Common Issues When Comparing Census Population Data Over Time
(1) Changes in Questions Asked- Some questions that are asked in one decade might not be asked in the same way or it might not event be asked at all. Furthermore, the categories, coding scheme, etc., for the answers to the questions might not be the same. These differences create challenges when comparing data over time.
(2) Changes in Tabulations that are Publicly Available- While, in order to maintain confidentiality, individual micro-data is only available to approved researchers for approved projects within a restricted Federal Statistical Research Data Center (FSRDC), for the general public data is available as a series of tabulations (summed totals or averages) by block or block group or tract or whatever level of geography. While in one decade, Census might release a table for a particular variable for one decade (such as number of households in a block group that are Hispanic and in poverty), that table and information is not guaranteed to be available in another decade.

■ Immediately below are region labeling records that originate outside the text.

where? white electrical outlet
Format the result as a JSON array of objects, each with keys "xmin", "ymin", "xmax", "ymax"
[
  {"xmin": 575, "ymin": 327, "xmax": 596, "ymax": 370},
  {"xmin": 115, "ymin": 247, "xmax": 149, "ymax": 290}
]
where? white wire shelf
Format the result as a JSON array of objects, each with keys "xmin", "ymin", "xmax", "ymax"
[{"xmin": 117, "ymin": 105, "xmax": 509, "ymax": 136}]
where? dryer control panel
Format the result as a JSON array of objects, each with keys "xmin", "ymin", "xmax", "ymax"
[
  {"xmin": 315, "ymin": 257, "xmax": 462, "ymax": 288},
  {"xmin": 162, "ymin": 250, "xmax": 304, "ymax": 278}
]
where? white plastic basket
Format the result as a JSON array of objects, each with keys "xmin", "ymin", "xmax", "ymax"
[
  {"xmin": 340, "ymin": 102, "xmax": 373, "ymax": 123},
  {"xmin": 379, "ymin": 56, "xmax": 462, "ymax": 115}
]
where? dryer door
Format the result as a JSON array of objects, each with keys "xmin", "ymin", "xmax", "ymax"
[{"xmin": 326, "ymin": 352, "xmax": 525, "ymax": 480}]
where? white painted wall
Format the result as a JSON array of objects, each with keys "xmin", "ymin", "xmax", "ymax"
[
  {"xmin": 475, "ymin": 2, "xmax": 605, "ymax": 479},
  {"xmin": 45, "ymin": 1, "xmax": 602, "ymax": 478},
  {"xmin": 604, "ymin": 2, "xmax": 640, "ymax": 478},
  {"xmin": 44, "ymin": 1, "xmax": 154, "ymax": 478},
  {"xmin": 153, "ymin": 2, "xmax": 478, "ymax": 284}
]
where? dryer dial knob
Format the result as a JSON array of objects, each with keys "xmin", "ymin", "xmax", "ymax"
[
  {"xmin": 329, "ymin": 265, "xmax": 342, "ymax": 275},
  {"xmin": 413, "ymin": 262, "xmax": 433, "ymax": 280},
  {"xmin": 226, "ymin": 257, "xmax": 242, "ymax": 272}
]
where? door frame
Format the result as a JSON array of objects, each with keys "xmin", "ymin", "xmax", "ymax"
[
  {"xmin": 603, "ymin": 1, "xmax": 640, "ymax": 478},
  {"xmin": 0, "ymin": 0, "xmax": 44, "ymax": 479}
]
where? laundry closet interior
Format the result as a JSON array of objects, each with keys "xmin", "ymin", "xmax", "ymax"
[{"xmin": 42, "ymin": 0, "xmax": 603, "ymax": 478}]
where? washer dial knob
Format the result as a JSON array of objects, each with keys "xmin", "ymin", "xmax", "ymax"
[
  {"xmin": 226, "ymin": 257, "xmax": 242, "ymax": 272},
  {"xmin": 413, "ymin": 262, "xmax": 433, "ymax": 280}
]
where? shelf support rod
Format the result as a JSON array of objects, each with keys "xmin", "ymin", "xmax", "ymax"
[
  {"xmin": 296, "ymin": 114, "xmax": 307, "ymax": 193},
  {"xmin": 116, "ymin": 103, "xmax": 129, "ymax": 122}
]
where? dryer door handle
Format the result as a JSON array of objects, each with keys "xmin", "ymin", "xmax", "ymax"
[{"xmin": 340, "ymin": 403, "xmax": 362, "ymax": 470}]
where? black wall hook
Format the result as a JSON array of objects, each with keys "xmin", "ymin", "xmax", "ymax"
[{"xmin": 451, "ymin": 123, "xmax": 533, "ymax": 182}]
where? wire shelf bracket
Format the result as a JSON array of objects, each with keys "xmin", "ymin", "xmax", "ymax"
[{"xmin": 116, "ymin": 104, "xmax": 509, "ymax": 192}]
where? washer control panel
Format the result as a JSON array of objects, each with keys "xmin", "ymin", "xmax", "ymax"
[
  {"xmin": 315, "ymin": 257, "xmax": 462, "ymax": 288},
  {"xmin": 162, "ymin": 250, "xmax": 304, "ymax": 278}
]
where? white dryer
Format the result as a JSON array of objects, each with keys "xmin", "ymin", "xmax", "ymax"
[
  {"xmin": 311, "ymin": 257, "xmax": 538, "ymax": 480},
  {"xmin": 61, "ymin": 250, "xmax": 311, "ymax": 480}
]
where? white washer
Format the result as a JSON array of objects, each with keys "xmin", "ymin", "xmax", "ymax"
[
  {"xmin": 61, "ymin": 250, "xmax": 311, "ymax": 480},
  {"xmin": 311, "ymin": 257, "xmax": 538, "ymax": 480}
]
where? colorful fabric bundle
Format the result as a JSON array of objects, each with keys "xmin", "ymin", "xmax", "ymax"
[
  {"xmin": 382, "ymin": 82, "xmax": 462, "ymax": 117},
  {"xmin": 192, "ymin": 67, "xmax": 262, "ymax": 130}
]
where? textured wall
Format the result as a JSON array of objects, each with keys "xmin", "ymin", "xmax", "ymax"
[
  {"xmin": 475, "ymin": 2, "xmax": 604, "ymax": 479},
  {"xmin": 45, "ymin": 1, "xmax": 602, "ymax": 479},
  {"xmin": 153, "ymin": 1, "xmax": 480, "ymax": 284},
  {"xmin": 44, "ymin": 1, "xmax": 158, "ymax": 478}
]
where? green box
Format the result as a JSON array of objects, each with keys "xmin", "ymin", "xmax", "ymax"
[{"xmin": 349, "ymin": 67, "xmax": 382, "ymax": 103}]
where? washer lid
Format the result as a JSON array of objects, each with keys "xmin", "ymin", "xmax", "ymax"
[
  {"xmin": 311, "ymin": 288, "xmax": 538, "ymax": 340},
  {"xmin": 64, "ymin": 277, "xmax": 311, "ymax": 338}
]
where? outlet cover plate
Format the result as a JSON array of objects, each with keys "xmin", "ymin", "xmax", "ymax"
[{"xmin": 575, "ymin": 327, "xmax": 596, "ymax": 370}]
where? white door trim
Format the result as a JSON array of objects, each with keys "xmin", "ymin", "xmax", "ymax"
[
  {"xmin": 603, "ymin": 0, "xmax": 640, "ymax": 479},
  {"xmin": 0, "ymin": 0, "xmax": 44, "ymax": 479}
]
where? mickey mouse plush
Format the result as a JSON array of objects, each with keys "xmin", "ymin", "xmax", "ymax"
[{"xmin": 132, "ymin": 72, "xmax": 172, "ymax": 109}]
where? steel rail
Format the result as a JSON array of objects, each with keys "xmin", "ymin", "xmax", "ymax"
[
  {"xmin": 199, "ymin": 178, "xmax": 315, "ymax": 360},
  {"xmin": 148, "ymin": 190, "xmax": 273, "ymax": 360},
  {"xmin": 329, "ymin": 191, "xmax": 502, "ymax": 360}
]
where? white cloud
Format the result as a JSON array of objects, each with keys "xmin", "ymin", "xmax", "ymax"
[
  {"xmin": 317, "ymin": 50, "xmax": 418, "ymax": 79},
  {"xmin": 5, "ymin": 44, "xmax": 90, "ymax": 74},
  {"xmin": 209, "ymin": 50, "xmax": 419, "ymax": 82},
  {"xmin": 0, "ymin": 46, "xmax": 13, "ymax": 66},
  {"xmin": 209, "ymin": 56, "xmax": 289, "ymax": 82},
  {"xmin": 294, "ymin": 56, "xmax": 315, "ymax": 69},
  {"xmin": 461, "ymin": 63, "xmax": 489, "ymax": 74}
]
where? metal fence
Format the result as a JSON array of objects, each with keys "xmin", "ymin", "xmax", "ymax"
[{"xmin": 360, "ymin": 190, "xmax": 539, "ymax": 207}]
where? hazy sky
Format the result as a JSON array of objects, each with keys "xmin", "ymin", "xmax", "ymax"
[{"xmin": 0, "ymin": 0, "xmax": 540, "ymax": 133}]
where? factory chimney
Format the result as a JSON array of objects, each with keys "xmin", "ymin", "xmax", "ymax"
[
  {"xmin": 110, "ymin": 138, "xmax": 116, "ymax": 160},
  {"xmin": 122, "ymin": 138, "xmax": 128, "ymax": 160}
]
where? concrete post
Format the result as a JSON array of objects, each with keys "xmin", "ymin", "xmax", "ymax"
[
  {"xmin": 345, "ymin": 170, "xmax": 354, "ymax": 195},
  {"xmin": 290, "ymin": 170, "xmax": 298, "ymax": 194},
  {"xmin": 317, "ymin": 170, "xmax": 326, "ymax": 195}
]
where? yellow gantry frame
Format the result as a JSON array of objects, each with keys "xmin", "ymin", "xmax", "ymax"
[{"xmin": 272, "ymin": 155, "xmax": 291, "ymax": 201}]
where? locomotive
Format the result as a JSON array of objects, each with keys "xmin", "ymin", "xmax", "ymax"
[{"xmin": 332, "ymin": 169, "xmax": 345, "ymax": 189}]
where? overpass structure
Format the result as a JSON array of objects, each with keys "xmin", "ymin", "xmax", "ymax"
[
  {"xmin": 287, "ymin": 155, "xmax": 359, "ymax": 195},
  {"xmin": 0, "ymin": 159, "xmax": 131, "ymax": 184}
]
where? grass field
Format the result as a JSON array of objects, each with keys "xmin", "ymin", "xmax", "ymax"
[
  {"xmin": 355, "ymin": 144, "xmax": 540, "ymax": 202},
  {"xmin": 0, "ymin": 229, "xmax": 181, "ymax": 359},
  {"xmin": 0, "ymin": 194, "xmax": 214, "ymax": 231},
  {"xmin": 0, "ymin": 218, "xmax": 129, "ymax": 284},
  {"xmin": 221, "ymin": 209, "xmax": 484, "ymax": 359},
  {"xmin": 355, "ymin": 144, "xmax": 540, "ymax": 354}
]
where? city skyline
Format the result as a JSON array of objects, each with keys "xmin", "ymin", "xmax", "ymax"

(3) Changes in the Geographic Space included in a Block/Block Group/Tract- The United States Census breaks up the geographic space of the United States in a hierarchy of polygons representing a specific geographic space. Blocks are small geographic areas contained by visible boundaries, such as streets and railroad tracts. Block groups are clusters of blocks representing anywhere from 600-3,000 people (in 2010). Tracts are clusters of block groups representing anywhere from 1,2000 to 8,000 people (in 2010). Counties are clusters of tracts. States are clusters of counties. However, since blocks, block groups and tracts are established based on the number of people within the area, there are significant changes in areas where there are large population changes. For example, say you are looking at an area in rural Arizona in 2000 that is relatively remote. This space might be made up of one tract and a few block groups and blocks. Then you might look at this same area in 2010, but there were a bunch of retirement homes built in the area and it is now a populated suburban area. This space might now be made up of four tracts and numerous block groups and blocks. Since Census blocks, block groups, and tracts do not consistently represent the same geographic space, we face further challenges when comparing community data.
In order to deal with these concerns, I followed the processes described below.
The Processes of Comparing Census Data Over Time
- Studying Technical Documentation to Determine Feasibility of Variable Comparison
- Downloading Bulk Data from Census FTP using Python
- Reading Census Data to Stata
- Preparing Data for Census Crosswalk
- Completing the Crosswalk
- Cleaning the Data
- Assessing the Crosswalk
- Adding CBSA Data
I will describe these steps in more detail, provide the documentation necessary to replicate my research, and describe things I would have done differently in future posts.